Effects in bloccs are declared capabilities, not function calls. A node's
[effects] block says what it may reach; the runtime materializes that into a
capability struct, and the node's effect-shell calls a facade that dispatches
to whichever backend is bound.
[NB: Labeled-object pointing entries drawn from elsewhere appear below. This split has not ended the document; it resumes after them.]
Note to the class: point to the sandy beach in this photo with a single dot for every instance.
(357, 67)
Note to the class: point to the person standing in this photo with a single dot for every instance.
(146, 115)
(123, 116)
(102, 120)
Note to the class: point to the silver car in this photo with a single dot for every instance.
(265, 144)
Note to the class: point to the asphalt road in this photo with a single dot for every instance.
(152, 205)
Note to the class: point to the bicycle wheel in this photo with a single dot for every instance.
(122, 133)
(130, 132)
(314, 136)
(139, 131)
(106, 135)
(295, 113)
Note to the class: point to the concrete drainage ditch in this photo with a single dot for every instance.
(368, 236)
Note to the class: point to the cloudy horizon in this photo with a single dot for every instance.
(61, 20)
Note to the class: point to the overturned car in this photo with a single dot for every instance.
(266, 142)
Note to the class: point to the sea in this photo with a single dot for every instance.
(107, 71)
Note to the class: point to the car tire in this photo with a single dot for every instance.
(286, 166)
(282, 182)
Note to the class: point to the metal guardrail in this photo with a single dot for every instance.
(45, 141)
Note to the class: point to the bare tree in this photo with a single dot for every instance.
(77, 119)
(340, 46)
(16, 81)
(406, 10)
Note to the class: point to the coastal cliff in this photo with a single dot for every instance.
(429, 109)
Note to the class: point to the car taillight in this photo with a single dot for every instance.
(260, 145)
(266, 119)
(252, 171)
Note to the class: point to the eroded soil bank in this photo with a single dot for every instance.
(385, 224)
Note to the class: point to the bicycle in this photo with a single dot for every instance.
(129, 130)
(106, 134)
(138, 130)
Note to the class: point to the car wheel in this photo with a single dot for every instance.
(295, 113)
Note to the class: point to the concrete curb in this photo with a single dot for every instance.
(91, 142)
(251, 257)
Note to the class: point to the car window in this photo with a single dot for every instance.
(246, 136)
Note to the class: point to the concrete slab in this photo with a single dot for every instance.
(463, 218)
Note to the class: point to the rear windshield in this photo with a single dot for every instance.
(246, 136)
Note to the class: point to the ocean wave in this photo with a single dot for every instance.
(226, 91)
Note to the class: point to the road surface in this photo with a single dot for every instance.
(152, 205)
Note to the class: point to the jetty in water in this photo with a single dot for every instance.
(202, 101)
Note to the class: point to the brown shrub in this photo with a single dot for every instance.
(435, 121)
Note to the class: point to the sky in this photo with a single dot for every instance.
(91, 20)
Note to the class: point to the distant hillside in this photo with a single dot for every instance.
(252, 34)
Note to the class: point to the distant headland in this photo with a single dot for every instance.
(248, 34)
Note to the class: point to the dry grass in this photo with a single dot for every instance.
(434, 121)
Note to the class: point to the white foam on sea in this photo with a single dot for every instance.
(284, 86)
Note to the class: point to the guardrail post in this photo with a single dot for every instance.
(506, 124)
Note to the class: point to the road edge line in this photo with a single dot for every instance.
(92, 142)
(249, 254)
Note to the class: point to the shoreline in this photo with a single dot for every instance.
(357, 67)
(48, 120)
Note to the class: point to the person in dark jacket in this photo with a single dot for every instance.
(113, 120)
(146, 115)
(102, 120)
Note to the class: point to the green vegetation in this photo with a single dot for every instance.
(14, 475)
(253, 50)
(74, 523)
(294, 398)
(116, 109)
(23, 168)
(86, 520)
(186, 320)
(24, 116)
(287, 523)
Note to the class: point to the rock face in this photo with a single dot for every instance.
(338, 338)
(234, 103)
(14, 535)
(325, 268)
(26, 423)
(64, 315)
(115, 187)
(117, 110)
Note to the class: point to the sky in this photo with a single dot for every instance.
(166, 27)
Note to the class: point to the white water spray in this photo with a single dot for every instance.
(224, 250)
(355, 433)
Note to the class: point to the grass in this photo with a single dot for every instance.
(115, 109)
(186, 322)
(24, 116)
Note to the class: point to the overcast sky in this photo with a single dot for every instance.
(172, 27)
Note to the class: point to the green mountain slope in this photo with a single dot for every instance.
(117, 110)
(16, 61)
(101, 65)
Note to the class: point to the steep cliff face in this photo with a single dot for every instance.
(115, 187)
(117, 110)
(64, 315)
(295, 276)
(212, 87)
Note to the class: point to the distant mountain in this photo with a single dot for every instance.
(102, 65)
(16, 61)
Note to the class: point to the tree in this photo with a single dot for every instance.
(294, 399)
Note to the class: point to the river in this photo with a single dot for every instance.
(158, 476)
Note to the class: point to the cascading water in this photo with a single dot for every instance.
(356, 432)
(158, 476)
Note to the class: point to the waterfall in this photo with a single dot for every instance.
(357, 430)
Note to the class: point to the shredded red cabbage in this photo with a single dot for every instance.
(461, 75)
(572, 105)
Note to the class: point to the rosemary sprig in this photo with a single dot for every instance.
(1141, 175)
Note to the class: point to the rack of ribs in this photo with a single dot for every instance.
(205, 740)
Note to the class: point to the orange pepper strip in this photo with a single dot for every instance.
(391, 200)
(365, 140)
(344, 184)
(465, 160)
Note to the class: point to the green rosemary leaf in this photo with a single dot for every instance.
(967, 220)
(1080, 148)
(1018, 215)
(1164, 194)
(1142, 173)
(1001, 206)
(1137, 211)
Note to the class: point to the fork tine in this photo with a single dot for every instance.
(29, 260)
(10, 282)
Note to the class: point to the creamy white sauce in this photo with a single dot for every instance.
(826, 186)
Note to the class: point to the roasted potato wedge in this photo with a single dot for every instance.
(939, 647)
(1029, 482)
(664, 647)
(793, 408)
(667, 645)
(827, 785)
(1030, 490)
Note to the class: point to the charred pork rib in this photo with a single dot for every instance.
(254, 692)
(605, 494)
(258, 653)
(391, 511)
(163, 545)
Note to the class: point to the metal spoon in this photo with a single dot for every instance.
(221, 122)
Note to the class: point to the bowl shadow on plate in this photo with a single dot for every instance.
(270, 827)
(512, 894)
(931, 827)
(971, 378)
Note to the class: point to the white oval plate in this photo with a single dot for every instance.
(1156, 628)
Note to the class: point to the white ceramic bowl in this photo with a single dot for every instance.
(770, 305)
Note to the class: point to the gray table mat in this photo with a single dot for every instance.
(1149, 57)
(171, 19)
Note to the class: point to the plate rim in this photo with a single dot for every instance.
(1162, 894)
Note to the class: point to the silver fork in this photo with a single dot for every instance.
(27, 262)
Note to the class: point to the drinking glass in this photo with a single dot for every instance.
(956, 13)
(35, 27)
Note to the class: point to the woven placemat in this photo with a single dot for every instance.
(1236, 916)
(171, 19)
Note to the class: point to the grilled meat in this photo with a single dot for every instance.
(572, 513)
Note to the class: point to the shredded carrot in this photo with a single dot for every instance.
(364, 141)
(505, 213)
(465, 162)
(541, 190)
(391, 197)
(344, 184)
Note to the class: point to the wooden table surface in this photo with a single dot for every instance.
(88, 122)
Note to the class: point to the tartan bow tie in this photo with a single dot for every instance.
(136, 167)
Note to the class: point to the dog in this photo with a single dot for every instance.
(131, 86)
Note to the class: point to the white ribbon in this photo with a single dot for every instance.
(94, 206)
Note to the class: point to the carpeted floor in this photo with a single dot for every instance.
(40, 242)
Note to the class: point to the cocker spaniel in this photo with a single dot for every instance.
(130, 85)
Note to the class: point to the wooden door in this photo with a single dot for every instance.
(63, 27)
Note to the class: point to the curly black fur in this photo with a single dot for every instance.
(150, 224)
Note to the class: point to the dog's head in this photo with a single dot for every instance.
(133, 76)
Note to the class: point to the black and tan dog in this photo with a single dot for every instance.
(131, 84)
Swapping mock → real is a config change, not a
source edit.
node effect-shell ──▶ Bloccs.Effects.HTTP.post/3 (facade: pure dispatch)
│
▼ %mod{} = cap → mod.post(cap, …)
Bloccs.Effects.HTTP.Mock (tests)
Bloccs.Effects.HTTP.Req (production)
<your module> (custom)The four axes each have a facade + behaviour:
| Axis | Facade / behaviour | Built-in backends |
|---|---|---|
| HTTP | Bloccs.Effects.HTTP | …HTTP.Mock, …HTTP.Req |
| DB | Bloccs.Effects.DB | …DB.Mock, …DB.Ecto |
| Time | Bloccs.Effects.Time | …Time.System (real wall clock) |
| Random | Bloccs.Effects.Random | …Random.System |
Selecting backends
Bloccs.Effects.bind/2 resolves each axis by layering, lowest precedence first:
- Built-in defaults — mock HTTP/DB, real clock/RNG. Safe for tests.
- App config —
config :bloccs, :effect_backends, …. - Per-call
:backends— a keyword override (used by tests).
Production config:
config :bloccs, :effect_backends,
http: Bloccs.Effects.HTTP.Req,
db: Bloccs.Effects.DB.EctoNo node source changes — nodes always call the facade.
HTTP — Bloccs.Effects.HTTP.Req
Built on Req. The declared allow hosts + methods
are enforced by Bloccs.Effects.HTTP.Allowlist before any request leaves the
VM — the identical check the mock runs — so the capability guarantee holds in
production. A denied call raises Bloccs.Effects.Denied (the runtime turns it
into a failed message). Host matching is case-insensitive (DNS is).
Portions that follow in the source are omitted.